To love one’s neighbour was to love God — this was the key, not the size of her mission or the power others perceived in her. Mother explained it thus to her biographer: “We are called upon not to be successful, but to be faithful.”

Mother Teresa, the diminutive nun who straddled her century as one of its most towering personalities, was at one level a very simple person and at another a complex enigma. In modern management parlance, she could well be projected as a management guru who could have presented to the world’s best business schools her uniquely evolved model for success. With 4,000 nuns, she created a multinational enterprise of service that encompassed 123 countries by the time she died in 1997.

She would however have rejected such a proposition because her model was not based on material achievement, but on its spiritual quotient that sprung from and was nurtured by her faith. It required no banks of computers, no army of accountants, no bureaucrats. Her Order was rooted to a unique vow of “wholehearted free service” to the abject poor and marginalised.

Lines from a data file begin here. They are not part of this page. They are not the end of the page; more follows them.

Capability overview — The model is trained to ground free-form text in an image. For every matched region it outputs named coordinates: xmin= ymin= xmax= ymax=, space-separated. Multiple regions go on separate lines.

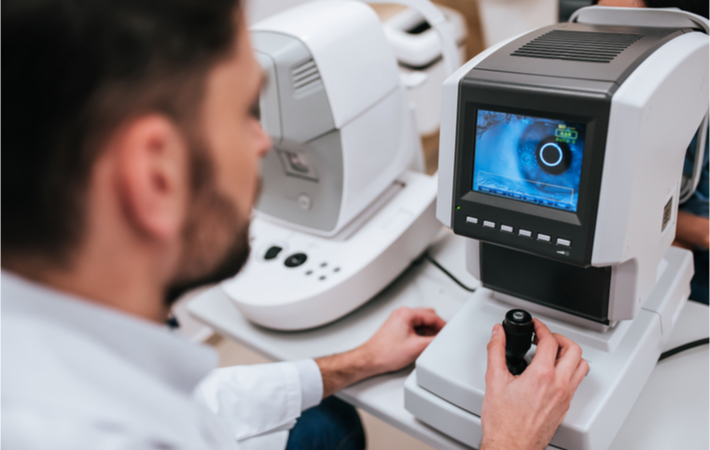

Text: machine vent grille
xmin=511 ymin=30 xmax=643 ymax=63
xmin=291 ymin=58 xmax=322 ymax=94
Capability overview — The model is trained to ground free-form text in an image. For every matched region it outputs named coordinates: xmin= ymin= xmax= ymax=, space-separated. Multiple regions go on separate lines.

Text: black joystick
xmin=503 ymin=309 xmax=534 ymax=375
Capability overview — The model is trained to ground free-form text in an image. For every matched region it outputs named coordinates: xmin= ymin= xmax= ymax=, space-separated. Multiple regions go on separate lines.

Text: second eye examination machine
xmin=405 ymin=7 xmax=708 ymax=450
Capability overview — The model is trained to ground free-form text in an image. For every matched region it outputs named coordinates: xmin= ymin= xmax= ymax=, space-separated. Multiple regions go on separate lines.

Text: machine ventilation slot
xmin=291 ymin=58 xmax=321 ymax=94
xmin=661 ymin=197 xmax=673 ymax=233
xmin=511 ymin=30 xmax=644 ymax=63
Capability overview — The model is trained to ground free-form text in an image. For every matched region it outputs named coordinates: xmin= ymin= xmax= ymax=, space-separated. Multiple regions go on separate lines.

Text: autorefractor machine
xmin=405 ymin=7 xmax=708 ymax=450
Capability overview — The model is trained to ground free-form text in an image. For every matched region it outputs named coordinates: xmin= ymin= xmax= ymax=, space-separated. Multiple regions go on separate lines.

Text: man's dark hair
xmin=2 ymin=0 xmax=239 ymax=263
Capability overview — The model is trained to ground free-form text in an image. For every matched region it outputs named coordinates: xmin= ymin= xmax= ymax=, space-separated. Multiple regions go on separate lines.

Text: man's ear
xmin=113 ymin=114 xmax=189 ymax=241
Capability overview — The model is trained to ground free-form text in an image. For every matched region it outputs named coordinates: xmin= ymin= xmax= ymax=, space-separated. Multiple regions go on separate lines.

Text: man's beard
xmin=165 ymin=136 xmax=256 ymax=308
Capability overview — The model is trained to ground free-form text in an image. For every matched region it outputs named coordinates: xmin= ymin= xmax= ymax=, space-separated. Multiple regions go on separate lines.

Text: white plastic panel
xmin=592 ymin=33 xmax=708 ymax=321
xmin=251 ymin=0 xmax=399 ymax=128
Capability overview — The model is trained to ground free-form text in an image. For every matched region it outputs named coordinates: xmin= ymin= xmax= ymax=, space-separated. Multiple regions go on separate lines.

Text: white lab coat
xmin=2 ymin=271 xmax=323 ymax=450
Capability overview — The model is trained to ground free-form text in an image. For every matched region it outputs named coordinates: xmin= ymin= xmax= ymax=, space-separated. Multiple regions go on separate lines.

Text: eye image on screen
xmin=473 ymin=110 xmax=586 ymax=211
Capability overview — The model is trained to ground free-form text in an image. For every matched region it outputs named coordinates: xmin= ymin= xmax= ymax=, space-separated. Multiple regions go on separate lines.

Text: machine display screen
xmin=473 ymin=110 xmax=586 ymax=211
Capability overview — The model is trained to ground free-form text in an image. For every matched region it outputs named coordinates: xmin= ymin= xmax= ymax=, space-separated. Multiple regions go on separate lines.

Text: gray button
xmin=298 ymin=194 xmax=313 ymax=211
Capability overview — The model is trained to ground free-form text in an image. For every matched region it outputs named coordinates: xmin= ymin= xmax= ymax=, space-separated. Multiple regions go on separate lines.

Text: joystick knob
xmin=503 ymin=309 xmax=534 ymax=375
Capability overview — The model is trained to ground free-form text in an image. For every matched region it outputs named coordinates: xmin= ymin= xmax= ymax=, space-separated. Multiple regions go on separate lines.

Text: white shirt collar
xmin=2 ymin=270 xmax=217 ymax=394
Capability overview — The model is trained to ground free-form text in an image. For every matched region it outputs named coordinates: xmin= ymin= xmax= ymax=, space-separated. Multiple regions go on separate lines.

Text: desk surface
xmin=188 ymin=232 xmax=710 ymax=450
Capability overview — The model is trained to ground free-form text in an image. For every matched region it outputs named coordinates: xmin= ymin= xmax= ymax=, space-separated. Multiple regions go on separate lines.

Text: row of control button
xmin=466 ymin=216 xmax=572 ymax=247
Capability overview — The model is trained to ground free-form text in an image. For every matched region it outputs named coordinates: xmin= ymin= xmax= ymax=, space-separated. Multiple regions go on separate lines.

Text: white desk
xmin=188 ymin=233 xmax=710 ymax=450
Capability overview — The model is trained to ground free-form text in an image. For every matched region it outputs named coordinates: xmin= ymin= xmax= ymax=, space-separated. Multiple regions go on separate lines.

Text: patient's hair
xmin=2 ymin=0 xmax=239 ymax=264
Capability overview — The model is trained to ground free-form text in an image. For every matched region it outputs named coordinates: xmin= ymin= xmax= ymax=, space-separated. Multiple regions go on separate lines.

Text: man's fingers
xmin=530 ymin=319 xmax=560 ymax=367
xmin=486 ymin=323 xmax=510 ymax=386
xmin=553 ymin=333 xmax=582 ymax=379
xmin=411 ymin=308 xmax=446 ymax=332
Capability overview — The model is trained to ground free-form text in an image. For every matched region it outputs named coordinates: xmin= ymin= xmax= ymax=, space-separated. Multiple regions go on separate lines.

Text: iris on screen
xmin=473 ymin=110 xmax=586 ymax=211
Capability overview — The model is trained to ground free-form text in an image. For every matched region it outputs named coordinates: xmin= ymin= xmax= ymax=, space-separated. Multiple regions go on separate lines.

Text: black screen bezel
xmin=458 ymin=101 xmax=596 ymax=225
xmin=452 ymin=76 xmax=611 ymax=266
xmin=471 ymin=107 xmax=593 ymax=214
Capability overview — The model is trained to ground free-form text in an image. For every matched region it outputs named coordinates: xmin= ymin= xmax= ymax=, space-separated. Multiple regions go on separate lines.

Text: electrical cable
xmin=658 ymin=338 xmax=710 ymax=362
xmin=422 ymin=252 xmax=476 ymax=292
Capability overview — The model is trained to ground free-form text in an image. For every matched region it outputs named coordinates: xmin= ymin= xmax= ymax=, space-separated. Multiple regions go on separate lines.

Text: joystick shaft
xmin=503 ymin=309 xmax=534 ymax=375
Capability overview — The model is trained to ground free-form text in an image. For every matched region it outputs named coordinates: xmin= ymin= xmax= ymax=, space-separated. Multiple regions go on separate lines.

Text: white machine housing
xmin=405 ymin=7 xmax=708 ymax=450
xmin=383 ymin=5 xmax=467 ymax=136
xmin=222 ymin=0 xmax=456 ymax=330
xmin=437 ymin=7 xmax=708 ymax=329
xmin=251 ymin=0 xmax=421 ymax=237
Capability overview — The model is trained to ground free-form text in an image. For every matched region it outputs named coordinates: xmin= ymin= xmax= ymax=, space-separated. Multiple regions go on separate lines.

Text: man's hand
xmin=673 ymin=211 xmax=710 ymax=250
xmin=316 ymin=308 xmax=446 ymax=398
xmin=481 ymin=319 xmax=589 ymax=450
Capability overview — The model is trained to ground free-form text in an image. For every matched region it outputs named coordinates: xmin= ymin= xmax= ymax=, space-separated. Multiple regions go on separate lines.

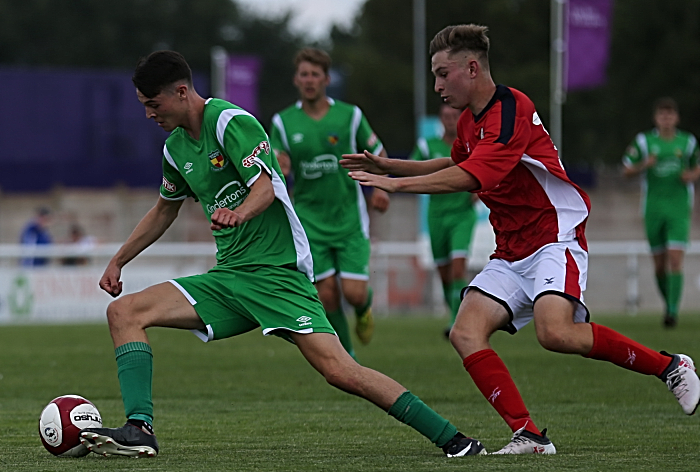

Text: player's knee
xmin=536 ymin=326 xmax=569 ymax=352
xmin=107 ymin=295 xmax=136 ymax=326
xmin=323 ymin=364 xmax=358 ymax=393
xmin=450 ymin=323 xmax=484 ymax=352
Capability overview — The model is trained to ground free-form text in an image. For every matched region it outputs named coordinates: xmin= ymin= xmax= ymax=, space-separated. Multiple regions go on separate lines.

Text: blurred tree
xmin=0 ymin=0 xmax=300 ymax=127
xmin=331 ymin=0 xmax=700 ymax=167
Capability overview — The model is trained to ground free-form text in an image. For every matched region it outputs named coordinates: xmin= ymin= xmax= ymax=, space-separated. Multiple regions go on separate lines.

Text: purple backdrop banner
xmin=225 ymin=56 xmax=262 ymax=116
xmin=0 ymin=67 xmax=209 ymax=192
xmin=564 ymin=0 xmax=613 ymax=90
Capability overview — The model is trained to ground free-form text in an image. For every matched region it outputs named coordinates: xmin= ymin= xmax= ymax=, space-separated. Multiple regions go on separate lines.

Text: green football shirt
xmin=622 ymin=129 xmax=700 ymax=214
xmin=270 ymin=99 xmax=383 ymax=241
xmin=160 ymin=98 xmax=313 ymax=280
xmin=409 ymin=138 xmax=474 ymax=218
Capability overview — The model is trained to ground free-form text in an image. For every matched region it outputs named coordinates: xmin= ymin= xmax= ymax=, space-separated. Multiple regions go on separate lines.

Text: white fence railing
xmin=0 ymin=241 xmax=700 ymax=323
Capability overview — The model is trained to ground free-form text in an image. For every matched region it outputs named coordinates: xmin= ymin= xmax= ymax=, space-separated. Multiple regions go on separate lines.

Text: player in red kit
xmin=341 ymin=25 xmax=700 ymax=454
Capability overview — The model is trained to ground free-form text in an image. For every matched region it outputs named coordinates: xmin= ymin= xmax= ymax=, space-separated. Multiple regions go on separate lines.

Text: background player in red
xmin=341 ymin=25 xmax=700 ymax=454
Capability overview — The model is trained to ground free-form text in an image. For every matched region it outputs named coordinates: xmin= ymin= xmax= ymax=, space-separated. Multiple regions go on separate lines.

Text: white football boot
xmin=491 ymin=426 xmax=557 ymax=454
xmin=660 ymin=351 xmax=700 ymax=415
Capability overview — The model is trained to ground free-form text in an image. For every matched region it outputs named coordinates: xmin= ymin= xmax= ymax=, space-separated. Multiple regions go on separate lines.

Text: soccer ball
xmin=39 ymin=395 xmax=102 ymax=457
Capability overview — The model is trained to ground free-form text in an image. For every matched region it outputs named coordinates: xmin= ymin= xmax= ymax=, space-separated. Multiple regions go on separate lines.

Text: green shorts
xmin=428 ymin=208 xmax=477 ymax=266
xmin=309 ymin=228 xmax=370 ymax=281
xmin=644 ymin=212 xmax=690 ymax=254
xmin=170 ymin=266 xmax=335 ymax=342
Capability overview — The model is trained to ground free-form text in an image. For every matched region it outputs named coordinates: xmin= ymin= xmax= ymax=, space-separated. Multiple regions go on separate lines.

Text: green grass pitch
xmin=0 ymin=315 xmax=700 ymax=472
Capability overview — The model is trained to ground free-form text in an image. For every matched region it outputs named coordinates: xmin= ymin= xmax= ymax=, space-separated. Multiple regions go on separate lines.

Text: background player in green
xmin=622 ymin=98 xmax=700 ymax=327
xmin=410 ymin=103 xmax=477 ymax=337
xmin=270 ymin=48 xmax=389 ymax=356
xmin=81 ymin=51 xmax=485 ymax=457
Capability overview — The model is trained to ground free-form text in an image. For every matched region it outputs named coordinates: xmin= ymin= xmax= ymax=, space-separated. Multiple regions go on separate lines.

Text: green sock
xmin=450 ymin=279 xmax=467 ymax=324
xmin=355 ymin=287 xmax=374 ymax=316
xmin=114 ymin=342 xmax=153 ymax=424
xmin=326 ymin=307 xmax=355 ymax=358
xmin=389 ymin=390 xmax=457 ymax=447
xmin=666 ymin=272 xmax=683 ymax=318
xmin=656 ymin=272 xmax=668 ymax=306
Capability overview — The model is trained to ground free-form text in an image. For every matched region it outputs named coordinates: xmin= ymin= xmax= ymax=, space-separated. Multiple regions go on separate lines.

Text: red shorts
xmin=469 ymin=240 xmax=590 ymax=334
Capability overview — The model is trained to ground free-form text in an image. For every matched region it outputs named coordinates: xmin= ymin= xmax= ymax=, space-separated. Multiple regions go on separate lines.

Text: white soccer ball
xmin=39 ymin=395 xmax=102 ymax=457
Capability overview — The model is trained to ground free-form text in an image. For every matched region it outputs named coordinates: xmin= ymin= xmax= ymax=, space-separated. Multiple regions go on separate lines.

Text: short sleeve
xmin=217 ymin=109 xmax=273 ymax=187
xmin=353 ymin=107 xmax=384 ymax=154
xmin=160 ymin=144 xmax=195 ymax=201
xmin=622 ymin=133 xmax=646 ymax=167
xmin=270 ymin=114 xmax=289 ymax=154
xmin=452 ymin=113 xmax=531 ymax=192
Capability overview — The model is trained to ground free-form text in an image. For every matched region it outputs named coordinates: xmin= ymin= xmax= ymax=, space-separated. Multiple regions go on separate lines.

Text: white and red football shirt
xmin=452 ymin=85 xmax=591 ymax=262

As her biographer, I found there were several mysteries that lent themselves to no easy answers. Mother Teresa was hardly qualified in academic terms. She never went to university and her studies were largely confined to the scriptures. And yet she set up hundreds of schools that lifted poor children from a desolate life on the streets. She provided a safety net for the homeless by opening feeding centres and soup kitchens and also started Shishu Bhawans for infants her sisters found abandoned in the streets. There were homes for the terminally ill, so that they were not alone when they died. Not all these centres were in the poorer parts of the world; many were in the affluent west where loneliness and despair was a sickness she likened to leprosy.